Pourquoi ce film est toujours aussi culte 40 après sa sortie ? La réponse est simple : c'est une excellente comédie musicale qui compte des chansons cultes que l'on ne peut s’empêcher de fredonner telles que Time Warpe ou Sweet Transvestite. C’est également l'un des premiers longs-métrages qui milite pour une sexualité plus libre et moins normative que l’hétérosexualité. Enfin, The Rocky Horror Picture Show prend la défense d’une certaine culture populaire rejetée par l’intelligentsia. Le film est ainsi bardé de références au cinéma bis des années 50 et 60.
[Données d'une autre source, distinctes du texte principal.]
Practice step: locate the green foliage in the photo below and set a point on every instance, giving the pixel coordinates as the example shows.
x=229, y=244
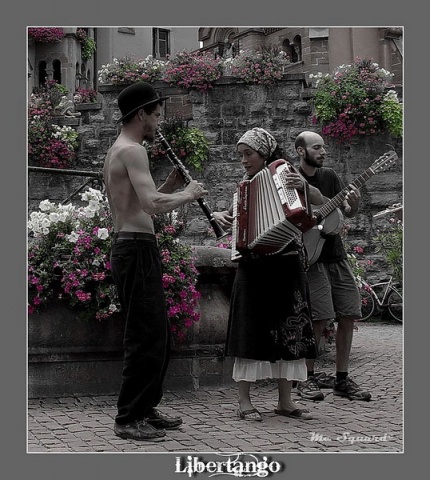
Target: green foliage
x=69, y=258
x=189, y=144
x=354, y=101
x=195, y=70
x=389, y=241
x=392, y=113
x=265, y=66
x=88, y=44
x=128, y=70
x=49, y=145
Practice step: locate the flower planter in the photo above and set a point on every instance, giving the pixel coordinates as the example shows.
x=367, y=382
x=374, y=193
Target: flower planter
x=69, y=356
Kitch, provocateur et jouissif, ce long-métrage est à voir et à revoir sans modération. Une oeuvre à recommander à votre tata réactionnaire et facho de « La manif pour tous » afin de la dérider un peu. Une suite de The Rocky Horror Picture Show a été réalisée et s’appelle Shock Treatment. Elle met ainsi en scène l’actice principale de Suspira dans le rôle de Janet, précédemment tenu par Susan Sarandon. Le film est beaucoup plus acerbe et ne possède pas de chansons vraiment marquantes. Néanmoins cette charge violente contre la télévision est à découvrir.

 

Pink Floyd, the Wall d'Alan Parker

Quand le cinéaste qui a signé Fame et Midnight Express met en scène dans son film la musique des Pink Floyd, le fan de rock court le voir, surtout quand nous avons le droit à l’adaptation de l’une des oeuvres maîtresses du groupe. Datant de 1979, l’album concept The Wall qui sert de matériel musical et narratif au film, changeait de la musique habituelle du groupe de pop progressive. Habituellement marquée par de grandes envolées avec des morceaux dépassant allégrement les 10 minutes, la musique de The Wall est plus resserrée avec de nombreuses chansons courtes. Ce disque qui évoquait l’isolement et ses conséquences mentales, était avant tout la création du bassiste Roger Waters qui avait commencé à vampiriser le groupe (qui le voulait bien) depuis Wish You Were Here et qui signait ici avec The Wall un album solo où les autres membres servaient plus volontiers d’accompagnateurs. L’idée de cet album serait née après un incident entre Waters et un fan qui avait provoqué le musicien en ne cessant de le haranguer pour entendre les vieux morceaux du groupe. Ulcéré, Water avait fini par lui cracher dessus. Cet accident le marqua profondément, et le projet The Wall, manifeste sur l’isolement des stars de rock, était né.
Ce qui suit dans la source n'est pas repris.